San Juan Cathedral in Old San Juan | © arctic_whirlwind / Flickr
San Juan Cathedral in Old San Juan | © arctic_whirlwind / Flickr
Photo of Mariela Santos
6 June 2017

Travelers in the Puerto Rican capital city of San Juan have many attractions available for them to enjoy. In Old San Juan specifically, there are many historic structures to visit, with the San Juan Cathedral, or Cathedral of San Juan Bautista, being one of those buildings. Keep reading to learn more about this unique cathedral that dates back centuries to Spanish rule on the island and is still in use today.

Spanish rule and the spread of Catholicism

After explorer Christopher Columbus arrived in the Americas and contributed to the Spanish rule in the region, the Catholic religion was imposed on the Taíno indigenous community and enslaved Africans, according to the Smithsonian. The building of the San Juan Cathedral was part of the establishment and spread of Catholicism on the island, with the construction of many other churches following—some of them are still in operation.

The Puerto Rican flag behind a Christian statue | © Bobby Hidy/ Flickr

The San Juan Cathedral’s history

Named after Saint John the Baptist and built in 1521, the San Juan Cathedral is the second oldest Roman Catholic cathedral in the Americas and the oldest on United States soil. The cathedral has gone through various changes over the years, partly because the original was made of wood and torn down by a hurricane, only for the rebuilt church to suffer through a second hurricane years later. Another event that affected the structure was looting ordered by the Earl of Cumberland in 1598.

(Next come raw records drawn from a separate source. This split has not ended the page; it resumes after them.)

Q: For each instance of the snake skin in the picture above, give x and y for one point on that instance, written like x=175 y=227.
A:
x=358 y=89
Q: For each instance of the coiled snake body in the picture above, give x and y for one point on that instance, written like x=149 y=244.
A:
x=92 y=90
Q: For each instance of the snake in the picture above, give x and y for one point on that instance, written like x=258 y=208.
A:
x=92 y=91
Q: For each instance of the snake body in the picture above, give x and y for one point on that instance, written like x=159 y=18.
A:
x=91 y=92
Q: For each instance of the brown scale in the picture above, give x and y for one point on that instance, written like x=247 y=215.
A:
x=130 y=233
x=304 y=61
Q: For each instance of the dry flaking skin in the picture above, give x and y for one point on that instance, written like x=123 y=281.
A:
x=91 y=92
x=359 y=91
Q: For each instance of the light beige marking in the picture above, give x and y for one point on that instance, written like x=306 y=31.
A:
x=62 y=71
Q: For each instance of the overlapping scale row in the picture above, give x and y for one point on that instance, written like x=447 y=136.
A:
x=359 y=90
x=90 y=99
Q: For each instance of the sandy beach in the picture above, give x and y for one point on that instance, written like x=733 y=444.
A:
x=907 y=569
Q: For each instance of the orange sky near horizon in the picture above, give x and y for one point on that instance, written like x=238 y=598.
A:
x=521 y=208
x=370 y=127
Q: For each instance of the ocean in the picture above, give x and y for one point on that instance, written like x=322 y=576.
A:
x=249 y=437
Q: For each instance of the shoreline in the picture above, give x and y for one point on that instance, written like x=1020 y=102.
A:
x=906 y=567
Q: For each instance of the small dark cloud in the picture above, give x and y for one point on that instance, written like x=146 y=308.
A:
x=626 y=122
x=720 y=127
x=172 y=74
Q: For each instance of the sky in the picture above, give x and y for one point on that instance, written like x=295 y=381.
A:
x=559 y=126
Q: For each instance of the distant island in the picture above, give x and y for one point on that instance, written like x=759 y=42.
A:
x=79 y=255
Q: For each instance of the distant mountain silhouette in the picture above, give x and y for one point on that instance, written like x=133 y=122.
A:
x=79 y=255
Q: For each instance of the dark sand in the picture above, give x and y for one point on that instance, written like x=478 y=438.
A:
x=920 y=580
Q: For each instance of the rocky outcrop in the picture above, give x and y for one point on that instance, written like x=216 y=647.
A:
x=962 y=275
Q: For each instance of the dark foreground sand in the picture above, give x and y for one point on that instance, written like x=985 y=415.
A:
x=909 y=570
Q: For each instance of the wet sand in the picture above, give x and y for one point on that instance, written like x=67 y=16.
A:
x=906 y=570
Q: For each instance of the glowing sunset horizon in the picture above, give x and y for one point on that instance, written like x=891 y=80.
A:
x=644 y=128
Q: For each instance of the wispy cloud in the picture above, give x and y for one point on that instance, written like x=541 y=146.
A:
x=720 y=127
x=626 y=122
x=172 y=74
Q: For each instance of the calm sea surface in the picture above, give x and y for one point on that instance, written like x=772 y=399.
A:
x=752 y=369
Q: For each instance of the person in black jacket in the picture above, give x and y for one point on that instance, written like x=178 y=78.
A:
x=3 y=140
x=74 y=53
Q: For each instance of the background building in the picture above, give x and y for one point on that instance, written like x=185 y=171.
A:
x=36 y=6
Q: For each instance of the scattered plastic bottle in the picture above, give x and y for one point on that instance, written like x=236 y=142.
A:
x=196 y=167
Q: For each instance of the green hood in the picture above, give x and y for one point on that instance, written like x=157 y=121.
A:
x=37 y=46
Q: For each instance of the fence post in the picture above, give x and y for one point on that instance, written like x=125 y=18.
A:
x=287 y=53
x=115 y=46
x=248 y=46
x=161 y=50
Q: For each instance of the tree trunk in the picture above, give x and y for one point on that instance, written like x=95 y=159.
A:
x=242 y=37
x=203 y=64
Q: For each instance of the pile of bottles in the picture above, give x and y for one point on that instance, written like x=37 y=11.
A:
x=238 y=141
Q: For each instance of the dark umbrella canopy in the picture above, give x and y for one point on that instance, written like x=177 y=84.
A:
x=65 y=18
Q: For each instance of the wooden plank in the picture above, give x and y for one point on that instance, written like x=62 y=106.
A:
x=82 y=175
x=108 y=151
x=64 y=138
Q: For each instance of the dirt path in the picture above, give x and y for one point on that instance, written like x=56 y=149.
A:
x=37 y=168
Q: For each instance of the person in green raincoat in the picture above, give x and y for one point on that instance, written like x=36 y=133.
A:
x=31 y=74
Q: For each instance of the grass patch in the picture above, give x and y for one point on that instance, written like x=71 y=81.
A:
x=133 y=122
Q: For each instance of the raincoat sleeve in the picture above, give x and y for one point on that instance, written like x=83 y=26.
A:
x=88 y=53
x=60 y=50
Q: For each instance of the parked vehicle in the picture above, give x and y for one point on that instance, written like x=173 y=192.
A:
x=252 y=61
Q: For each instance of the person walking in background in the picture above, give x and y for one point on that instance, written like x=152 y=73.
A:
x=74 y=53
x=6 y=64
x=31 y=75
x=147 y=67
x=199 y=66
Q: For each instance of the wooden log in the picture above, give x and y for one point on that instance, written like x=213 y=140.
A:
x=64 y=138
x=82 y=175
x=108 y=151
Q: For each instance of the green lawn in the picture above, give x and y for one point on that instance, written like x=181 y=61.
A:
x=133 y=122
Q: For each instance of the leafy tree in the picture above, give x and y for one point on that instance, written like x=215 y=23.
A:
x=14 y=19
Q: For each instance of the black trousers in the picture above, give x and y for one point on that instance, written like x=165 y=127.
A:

Inside San Juan Cathedral during Christmastime | © Connie/ Flickr

The cathedral today

A visit to the Gothic-style cathedral exposes travelers to notable features of the structure, including the ornately decorated ceiling, stained-glass windows, and the resting place of two famous men: the Spanish explorer Juan Ponce de Leon and St. Pius. The cathedral sits just across the street from what is now the boutique hotel El Convento, a former convent. Also, the structure currently serves the important function of being the seat of Puerto Rico’s Archdiocese, and home to the Archbishop of San Juan, Roberto González Nieves.

Masses continue to take place at the cathedral throughout the week, and it’s not uncommon to see newly married couples descending the front steps along with their wedding guests.

The cathedral is a must-visit stop when carrying out a walking tour of architectural treasures in Old San Juan. Nearby attractions include the Capilla del Cristo, Plaza de Armas, the Parque de las Palomas or Pigeon Park, and the Governor’s residence and main office, La Fortaleza.